A menudo se dice que la arquitectura es el arte de proyectar espacios, pero para María Alejandra Morán, ha sido el puente para proyectar una vida sin fronteras. Desde Paraguay hasta las dinámicas calles de Dublín, su trayectoria no es solo la de una profesional exitosa en el extranjero; es la crónica de una búsqueda constante por la excelencia técnica en una de las áreas más críticas para el equilibrio del planeta: la eficiencia energética y la sostenibilidad en la industria de la construcción. Actualmente, María Alejandra se desempeña en NorDan Vinduer Ltd., una firma de origen noruego establecida en Irlanda que lidera el mercado de aberturas de alto rendimiento. En un sector tradicionalmente complejo, ella actúa como el engranaje vital entre el diseño arquitectónico y la viabilidad técnica, coordinando con desarrolladores, inversionistas y contratistas para asegurar que cada solución de diseño sea, además, una barrera real contra el desperdicio energético.
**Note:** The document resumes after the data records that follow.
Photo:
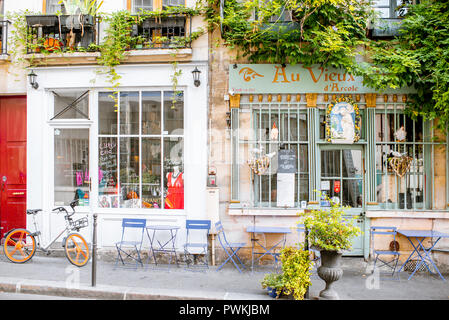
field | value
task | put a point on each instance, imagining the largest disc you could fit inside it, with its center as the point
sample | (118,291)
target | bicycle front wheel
(76,249)
(19,246)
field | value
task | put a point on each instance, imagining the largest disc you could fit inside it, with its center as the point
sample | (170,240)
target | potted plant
(274,283)
(294,280)
(330,233)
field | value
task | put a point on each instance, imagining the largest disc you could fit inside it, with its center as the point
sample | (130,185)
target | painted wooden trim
(311,99)
(234,101)
(370,99)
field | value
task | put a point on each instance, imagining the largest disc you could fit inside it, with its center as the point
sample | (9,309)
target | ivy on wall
(118,40)
(325,32)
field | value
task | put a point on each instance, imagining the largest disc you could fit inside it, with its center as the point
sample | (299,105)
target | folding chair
(231,249)
(316,254)
(197,241)
(392,264)
(136,246)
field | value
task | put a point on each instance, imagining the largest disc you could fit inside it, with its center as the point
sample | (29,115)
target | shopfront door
(342,178)
(13,166)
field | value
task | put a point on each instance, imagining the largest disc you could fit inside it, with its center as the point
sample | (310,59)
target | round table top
(162,227)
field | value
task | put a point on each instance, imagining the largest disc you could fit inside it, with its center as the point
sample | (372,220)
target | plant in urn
(331,234)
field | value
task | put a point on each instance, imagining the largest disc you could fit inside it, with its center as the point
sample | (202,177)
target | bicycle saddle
(33,211)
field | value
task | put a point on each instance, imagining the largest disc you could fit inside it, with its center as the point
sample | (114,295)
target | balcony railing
(163,33)
(4,37)
(52,33)
(385,28)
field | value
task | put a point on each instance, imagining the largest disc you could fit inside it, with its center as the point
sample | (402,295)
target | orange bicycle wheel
(76,249)
(19,246)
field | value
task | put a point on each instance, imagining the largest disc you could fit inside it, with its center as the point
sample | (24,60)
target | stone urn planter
(330,272)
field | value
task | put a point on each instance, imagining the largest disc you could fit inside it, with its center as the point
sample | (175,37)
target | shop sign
(337,186)
(274,78)
(343,121)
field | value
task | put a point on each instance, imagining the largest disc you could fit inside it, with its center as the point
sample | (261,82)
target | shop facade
(298,133)
(138,152)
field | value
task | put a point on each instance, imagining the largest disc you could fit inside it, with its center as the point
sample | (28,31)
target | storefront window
(408,184)
(149,171)
(71,170)
(280,133)
(71,105)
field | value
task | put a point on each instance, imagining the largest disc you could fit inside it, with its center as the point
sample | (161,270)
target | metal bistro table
(164,247)
(420,251)
(266,230)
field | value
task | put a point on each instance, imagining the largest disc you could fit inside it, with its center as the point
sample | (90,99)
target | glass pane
(151,112)
(173,113)
(53,6)
(352,163)
(173,173)
(352,193)
(302,127)
(71,173)
(107,113)
(330,163)
(108,192)
(129,113)
(146,5)
(71,105)
(129,173)
(151,173)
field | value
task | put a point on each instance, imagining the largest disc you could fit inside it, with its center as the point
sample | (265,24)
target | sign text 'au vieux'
(274,78)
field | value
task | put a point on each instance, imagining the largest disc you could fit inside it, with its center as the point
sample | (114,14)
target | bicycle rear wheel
(76,249)
(19,246)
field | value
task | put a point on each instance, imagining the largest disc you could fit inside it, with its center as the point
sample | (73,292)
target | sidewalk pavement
(55,276)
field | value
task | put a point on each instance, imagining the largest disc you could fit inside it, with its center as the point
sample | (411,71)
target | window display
(71,169)
(141,141)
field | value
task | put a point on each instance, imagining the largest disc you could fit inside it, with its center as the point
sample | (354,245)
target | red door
(12,163)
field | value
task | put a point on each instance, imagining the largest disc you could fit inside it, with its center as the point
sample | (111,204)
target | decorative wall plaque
(343,121)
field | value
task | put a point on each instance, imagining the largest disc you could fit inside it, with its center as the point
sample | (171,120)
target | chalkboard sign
(287,161)
(107,162)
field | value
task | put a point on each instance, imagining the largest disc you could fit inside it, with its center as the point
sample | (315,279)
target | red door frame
(13,165)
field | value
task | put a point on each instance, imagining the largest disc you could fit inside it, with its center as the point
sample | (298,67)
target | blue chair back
(133,223)
(198,224)
(381,230)
(221,235)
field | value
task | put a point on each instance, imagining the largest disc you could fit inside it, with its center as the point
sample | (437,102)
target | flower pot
(330,272)
(272,292)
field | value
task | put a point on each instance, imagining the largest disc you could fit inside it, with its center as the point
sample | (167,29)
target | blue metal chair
(197,242)
(393,263)
(316,254)
(128,225)
(231,249)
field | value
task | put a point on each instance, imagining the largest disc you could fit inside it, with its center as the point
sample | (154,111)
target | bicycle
(20,244)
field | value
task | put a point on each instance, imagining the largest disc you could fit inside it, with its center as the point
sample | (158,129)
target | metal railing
(52,33)
(163,33)
(4,36)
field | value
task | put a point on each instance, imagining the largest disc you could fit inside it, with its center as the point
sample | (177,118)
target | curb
(104,292)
Decidir formarse fuera de casa requiere una dosis de coraje que no todos poseen. Para María, este salto no fue solo geográfico, sino académico y cultural. Complementó su base técnica con un Máster en International Business Management en Griffith College, una decisión estratégica que le otorgó la capacidad de entender la construcción no solo como obra física, sino como un negocio global interconectado en entornos multiculturales. “Confiar en uno mismo es la mejor herramienta para proyectarse internacionalmente”, afirma con la seguridad de quien ha convertido la incertidumbre en oportunidad. Para ella, la zona de confort no es una opción de permanencia, sino el punto de partida necesario para el crecimiento real.
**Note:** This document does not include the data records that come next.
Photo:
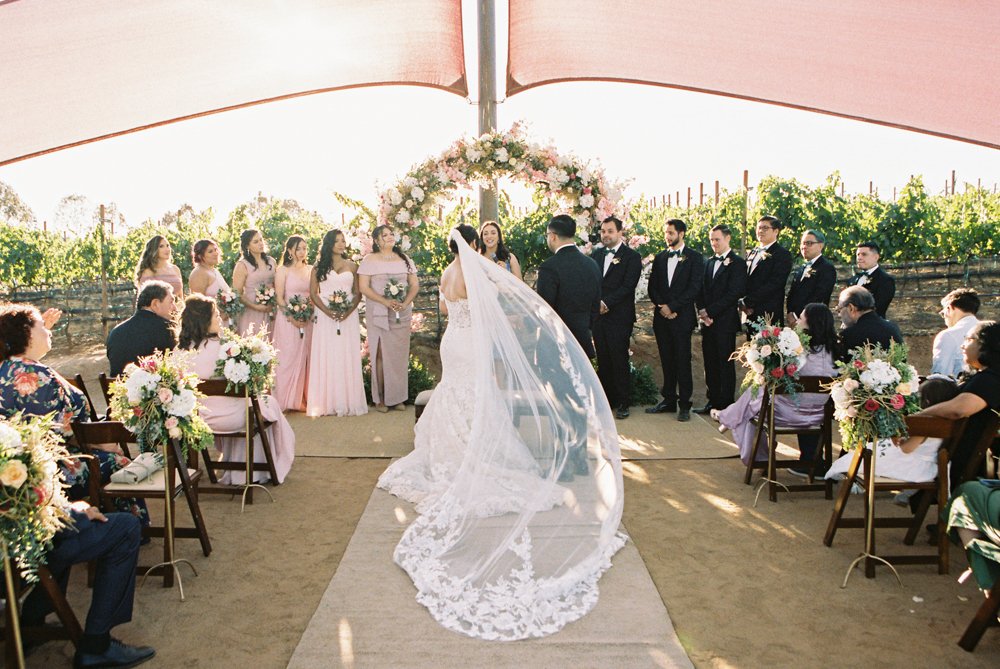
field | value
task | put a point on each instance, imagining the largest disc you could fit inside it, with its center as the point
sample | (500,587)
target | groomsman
(621,267)
(813,281)
(723,284)
(874,278)
(673,286)
(768,267)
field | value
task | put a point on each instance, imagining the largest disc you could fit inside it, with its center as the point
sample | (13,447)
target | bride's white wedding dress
(515,471)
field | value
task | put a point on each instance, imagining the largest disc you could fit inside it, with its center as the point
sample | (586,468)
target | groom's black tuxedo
(613,329)
(571,283)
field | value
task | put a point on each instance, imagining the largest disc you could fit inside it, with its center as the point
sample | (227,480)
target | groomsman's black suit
(766,284)
(673,336)
(571,283)
(879,284)
(815,286)
(722,287)
(613,330)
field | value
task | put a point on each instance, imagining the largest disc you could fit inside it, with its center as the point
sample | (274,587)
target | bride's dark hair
(469,234)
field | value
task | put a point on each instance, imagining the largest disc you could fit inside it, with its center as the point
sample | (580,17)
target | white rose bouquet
(32,499)
(873,394)
(157,400)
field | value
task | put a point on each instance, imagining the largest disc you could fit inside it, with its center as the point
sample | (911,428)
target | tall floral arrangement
(873,393)
(32,499)
(157,399)
(773,357)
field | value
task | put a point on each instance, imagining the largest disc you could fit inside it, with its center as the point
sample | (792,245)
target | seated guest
(861,324)
(113,541)
(34,389)
(149,329)
(873,278)
(805,410)
(201,324)
(958,309)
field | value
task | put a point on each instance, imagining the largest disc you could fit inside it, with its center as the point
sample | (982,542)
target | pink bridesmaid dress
(252,317)
(228,414)
(293,350)
(336,385)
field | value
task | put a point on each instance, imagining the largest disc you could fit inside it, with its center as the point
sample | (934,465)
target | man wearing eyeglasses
(768,267)
(813,281)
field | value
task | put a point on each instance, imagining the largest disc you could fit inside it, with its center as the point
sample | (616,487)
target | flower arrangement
(773,357)
(157,400)
(340,303)
(246,363)
(229,304)
(394,290)
(300,309)
(873,393)
(32,500)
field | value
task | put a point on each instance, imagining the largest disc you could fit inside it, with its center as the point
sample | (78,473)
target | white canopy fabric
(924,65)
(75,71)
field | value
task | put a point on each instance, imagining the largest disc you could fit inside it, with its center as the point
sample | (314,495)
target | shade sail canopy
(73,71)
(924,65)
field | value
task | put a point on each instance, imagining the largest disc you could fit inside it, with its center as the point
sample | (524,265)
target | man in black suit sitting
(673,287)
(874,278)
(768,267)
(861,324)
(570,281)
(149,329)
(721,288)
(813,281)
(621,267)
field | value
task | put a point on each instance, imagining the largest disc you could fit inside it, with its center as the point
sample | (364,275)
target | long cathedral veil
(526,566)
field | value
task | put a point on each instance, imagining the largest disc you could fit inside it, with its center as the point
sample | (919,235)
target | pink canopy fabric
(75,71)
(924,65)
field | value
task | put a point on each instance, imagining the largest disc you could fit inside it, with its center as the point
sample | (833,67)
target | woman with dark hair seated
(806,409)
(34,389)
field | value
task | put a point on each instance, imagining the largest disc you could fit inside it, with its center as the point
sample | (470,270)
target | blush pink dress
(336,385)
(228,414)
(293,350)
(255,277)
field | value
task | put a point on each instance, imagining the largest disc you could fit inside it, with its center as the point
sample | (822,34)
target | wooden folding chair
(183,481)
(949,432)
(257,427)
(765,424)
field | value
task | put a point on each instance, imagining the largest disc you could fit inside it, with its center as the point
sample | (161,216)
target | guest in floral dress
(34,389)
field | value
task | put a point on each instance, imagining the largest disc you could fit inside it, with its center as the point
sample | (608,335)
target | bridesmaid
(291,279)
(388,338)
(494,248)
(201,323)
(206,278)
(155,263)
(254,268)
(336,385)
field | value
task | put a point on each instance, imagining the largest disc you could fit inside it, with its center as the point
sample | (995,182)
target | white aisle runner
(369,616)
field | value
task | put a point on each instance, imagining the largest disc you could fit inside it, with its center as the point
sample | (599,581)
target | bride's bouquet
(873,394)
(246,363)
(773,358)
(32,498)
(157,400)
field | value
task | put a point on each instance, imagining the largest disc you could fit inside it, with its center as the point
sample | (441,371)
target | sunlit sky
(660,140)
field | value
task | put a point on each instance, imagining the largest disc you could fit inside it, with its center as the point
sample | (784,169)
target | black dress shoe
(663,407)
(118,655)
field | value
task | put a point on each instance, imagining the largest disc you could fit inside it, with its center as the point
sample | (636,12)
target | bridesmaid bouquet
(299,308)
(246,363)
(32,498)
(773,358)
(394,290)
(157,400)
(340,303)
(873,394)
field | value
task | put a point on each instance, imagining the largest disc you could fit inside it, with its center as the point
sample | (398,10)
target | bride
(515,528)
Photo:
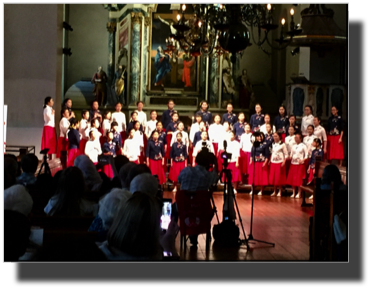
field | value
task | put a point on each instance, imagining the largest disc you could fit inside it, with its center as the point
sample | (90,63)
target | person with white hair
(17,198)
(109,206)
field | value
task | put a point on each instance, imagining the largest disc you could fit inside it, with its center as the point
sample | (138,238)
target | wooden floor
(278,220)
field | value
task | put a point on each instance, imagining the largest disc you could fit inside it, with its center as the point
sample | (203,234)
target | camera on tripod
(44,164)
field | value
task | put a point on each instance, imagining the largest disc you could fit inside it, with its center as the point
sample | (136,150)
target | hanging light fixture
(219,28)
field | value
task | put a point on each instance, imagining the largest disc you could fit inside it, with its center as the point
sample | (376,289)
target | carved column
(111,27)
(136,56)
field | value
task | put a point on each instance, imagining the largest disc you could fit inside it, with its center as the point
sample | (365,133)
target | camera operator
(199,178)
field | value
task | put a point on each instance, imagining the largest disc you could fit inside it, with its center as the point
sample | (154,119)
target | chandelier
(217,29)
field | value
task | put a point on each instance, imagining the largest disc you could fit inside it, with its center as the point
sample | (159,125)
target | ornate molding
(147,21)
(111,27)
(137,17)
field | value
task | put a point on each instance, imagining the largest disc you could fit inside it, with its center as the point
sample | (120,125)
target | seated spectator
(10,171)
(16,234)
(45,184)
(123,174)
(135,231)
(29,164)
(17,198)
(331,174)
(198,177)
(108,208)
(70,248)
(91,176)
(136,170)
(146,183)
(68,199)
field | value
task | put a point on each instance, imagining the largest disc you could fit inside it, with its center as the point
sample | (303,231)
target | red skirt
(102,140)
(157,169)
(175,169)
(244,161)
(82,145)
(49,139)
(277,174)
(235,173)
(311,175)
(215,145)
(71,156)
(334,148)
(169,147)
(123,135)
(296,175)
(107,170)
(63,144)
(258,174)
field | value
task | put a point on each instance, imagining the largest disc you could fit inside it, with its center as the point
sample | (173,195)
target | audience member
(135,231)
(146,183)
(29,164)
(10,171)
(17,198)
(91,176)
(331,174)
(123,174)
(198,177)
(109,206)
(68,199)
(16,234)
(70,248)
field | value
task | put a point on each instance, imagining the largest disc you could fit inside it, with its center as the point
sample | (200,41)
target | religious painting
(122,58)
(170,69)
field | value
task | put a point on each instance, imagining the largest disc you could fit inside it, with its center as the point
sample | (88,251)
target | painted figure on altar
(100,88)
(188,62)
(245,90)
(162,65)
(119,83)
(228,86)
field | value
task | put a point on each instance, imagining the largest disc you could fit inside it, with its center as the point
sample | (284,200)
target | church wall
(88,41)
(32,68)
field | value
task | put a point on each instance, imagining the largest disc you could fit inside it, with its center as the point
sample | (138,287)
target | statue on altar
(100,88)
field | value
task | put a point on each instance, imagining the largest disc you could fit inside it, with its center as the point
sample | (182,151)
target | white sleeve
(324,137)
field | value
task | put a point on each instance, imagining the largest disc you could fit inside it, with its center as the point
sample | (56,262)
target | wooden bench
(327,203)
(319,167)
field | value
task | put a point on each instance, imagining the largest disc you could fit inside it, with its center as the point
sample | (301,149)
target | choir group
(278,154)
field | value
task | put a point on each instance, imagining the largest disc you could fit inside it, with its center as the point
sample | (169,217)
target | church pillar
(111,27)
(136,57)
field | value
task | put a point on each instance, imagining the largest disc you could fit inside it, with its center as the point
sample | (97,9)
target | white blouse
(150,127)
(185,139)
(92,150)
(194,129)
(131,149)
(215,132)
(226,136)
(289,143)
(49,119)
(233,147)
(299,153)
(307,140)
(64,125)
(279,153)
(119,117)
(82,128)
(306,121)
(263,128)
(198,147)
(141,117)
(246,142)
(106,126)
(320,132)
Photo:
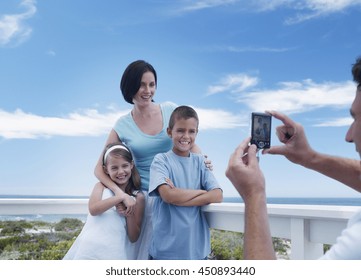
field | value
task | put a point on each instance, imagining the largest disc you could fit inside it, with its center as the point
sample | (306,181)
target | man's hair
(182,112)
(132,77)
(356,72)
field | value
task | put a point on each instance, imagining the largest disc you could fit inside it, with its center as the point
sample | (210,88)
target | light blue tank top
(144,147)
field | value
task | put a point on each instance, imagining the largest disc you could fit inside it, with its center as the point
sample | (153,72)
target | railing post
(301,247)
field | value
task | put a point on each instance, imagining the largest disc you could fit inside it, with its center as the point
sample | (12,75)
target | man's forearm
(257,237)
(344,170)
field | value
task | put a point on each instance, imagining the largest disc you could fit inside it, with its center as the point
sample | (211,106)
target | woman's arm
(97,205)
(134,221)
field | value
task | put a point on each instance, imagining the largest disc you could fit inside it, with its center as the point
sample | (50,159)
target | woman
(144,131)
El día a día de esta arquitecta paraguaya es un equilibrio dinámico entre el análisis técnico en oficina y la realidad palpable de las visitas a obra. Esta visión integral le permite adaptar planos complejos a los sistemas constructivos más avanzados de Europa, donde las regulaciones térmicas son sumamente estrictas para mitigar el impacto del cambio climático. En Irlanda, María se ha especializado en tecnologías de vanguardia, como ventanas de alto rendimiento con triple acristalamiento y envolventes térmicas de alta eficiencia. Estar expuesta a estos estándares ha transformado por completo su forma de entender la construcción: ya no se trata solo de estética, sino de responsabilidad ambiental y desempeño térmico.
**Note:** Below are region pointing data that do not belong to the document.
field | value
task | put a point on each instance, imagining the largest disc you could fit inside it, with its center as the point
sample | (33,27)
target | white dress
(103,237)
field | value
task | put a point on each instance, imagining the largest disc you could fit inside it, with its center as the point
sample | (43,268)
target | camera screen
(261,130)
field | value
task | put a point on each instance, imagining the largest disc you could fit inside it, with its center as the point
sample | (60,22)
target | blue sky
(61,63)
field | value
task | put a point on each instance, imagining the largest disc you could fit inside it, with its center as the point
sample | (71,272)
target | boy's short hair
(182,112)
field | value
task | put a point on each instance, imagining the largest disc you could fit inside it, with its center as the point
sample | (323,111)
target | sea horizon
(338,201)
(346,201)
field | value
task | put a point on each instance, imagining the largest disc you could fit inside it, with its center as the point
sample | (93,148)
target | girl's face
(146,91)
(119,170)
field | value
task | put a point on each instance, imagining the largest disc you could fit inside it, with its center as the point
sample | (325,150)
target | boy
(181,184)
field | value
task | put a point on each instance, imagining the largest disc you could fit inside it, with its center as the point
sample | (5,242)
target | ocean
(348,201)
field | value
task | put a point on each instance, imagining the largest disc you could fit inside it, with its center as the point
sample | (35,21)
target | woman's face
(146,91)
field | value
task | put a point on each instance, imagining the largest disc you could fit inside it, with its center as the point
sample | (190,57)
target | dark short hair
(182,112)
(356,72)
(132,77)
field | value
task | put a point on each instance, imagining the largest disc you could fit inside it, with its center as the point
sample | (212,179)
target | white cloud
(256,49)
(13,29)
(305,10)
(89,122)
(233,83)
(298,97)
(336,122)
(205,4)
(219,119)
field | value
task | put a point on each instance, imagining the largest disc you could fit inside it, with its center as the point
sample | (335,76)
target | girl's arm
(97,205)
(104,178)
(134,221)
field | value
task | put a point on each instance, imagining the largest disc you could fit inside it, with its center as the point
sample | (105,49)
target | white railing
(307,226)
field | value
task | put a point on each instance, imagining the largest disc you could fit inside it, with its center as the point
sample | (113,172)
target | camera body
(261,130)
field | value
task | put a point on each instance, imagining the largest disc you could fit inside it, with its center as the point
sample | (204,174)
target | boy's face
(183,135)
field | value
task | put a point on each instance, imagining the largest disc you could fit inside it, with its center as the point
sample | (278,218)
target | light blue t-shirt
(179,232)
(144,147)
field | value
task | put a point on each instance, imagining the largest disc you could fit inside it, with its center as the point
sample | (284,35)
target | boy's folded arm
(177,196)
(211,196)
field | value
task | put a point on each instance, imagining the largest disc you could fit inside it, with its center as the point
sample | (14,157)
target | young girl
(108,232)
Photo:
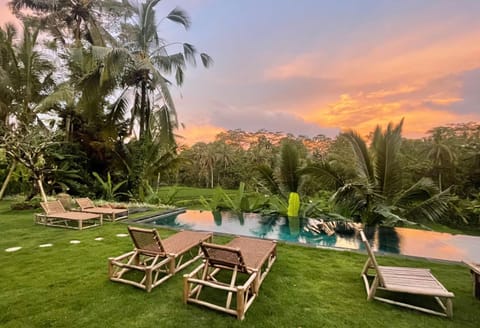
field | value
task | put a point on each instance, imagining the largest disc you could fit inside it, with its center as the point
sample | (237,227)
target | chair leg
(232,284)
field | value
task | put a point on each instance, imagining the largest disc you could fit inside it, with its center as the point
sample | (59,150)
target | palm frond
(268,179)
(386,147)
(180,16)
(189,52)
(422,190)
(362,157)
(432,209)
(207,61)
(325,173)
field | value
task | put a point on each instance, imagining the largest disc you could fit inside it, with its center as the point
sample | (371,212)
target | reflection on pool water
(403,241)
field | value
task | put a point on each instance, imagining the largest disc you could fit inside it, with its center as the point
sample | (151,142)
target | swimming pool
(410,242)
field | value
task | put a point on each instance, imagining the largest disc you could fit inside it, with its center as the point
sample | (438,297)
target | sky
(312,67)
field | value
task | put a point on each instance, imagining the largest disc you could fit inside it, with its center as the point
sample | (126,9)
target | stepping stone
(45,245)
(13,249)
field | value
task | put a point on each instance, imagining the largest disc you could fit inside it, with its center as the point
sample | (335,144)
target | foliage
(298,279)
(109,189)
(377,193)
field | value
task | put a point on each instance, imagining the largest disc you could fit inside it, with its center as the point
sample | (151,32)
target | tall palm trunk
(143,103)
(7,179)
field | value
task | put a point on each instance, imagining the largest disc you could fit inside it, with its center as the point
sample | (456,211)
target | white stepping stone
(45,245)
(13,249)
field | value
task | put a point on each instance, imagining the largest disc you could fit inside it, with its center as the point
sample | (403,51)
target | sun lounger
(155,260)
(55,215)
(403,280)
(247,257)
(475,271)
(114,214)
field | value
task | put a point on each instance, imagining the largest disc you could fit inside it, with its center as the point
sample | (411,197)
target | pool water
(411,242)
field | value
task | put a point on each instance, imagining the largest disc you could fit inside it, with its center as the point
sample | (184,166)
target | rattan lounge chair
(114,214)
(55,215)
(249,257)
(404,280)
(475,271)
(155,260)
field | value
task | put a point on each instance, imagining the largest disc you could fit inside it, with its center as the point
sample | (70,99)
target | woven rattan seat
(253,258)
(155,260)
(55,215)
(108,213)
(414,281)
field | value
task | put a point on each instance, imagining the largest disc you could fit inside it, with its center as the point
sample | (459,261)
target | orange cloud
(196,133)
(417,56)
(364,115)
(6,15)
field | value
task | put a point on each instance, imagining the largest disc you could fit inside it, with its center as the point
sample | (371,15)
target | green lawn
(66,285)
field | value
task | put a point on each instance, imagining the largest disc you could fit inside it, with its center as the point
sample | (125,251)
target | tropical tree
(71,19)
(376,194)
(30,146)
(147,63)
(441,155)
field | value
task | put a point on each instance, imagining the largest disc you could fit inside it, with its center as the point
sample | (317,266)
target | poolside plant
(215,202)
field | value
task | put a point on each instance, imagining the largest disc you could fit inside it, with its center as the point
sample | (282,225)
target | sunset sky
(318,67)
A pesar de los desafíos que supuso adaptarse a un nuevo idioma y construir una red profesional desde cero en un país extraño, el corazón de María sigue anclado en su origen. Su ambición no termina en el éxito personal en el extranjero; su meta es el retorno del conocimiento. Está convencida de que Paraguay tiene una oportunidad de oro para adoptar estas tecnologías. Sostiene que muchas veces no se requieren inversiones astronómicas, sino generar una nueva conciencia sobre cómo pequeños cambios en la elección de materiales y diseño pueden transformar el impacto ambiental de una vivienda. Su sueño es contribuir a introducir estos sistemas sostenibles en su país, demostrando que la innovación no es una promesa a futuro, sino una realidad presente que se puede implementar gradualmente.
La distancia con la familia y sus raíces es, quizás, el reto más humano de su travesía. Sin embargo, María ha transformado esa nostalgia en un motor de identidad. Cada regreso a Paraguay es una reconexión emocional que le permite recargar energías y recordar quién es. Se siente profundamente orgullosa de representar a su país en el exterior, llevando consigo la calidez de su cultura y la rigurosidad de su formación internacional. Su historia nos recuerda que el camino hacia un mundo más sostenible necesita de profesionales valientes que se animen a aprender donde están los estándares más altos, para luego volver la vista atrás y ayudar a construir un hogar, y un país, mucho más eficiente y consciente.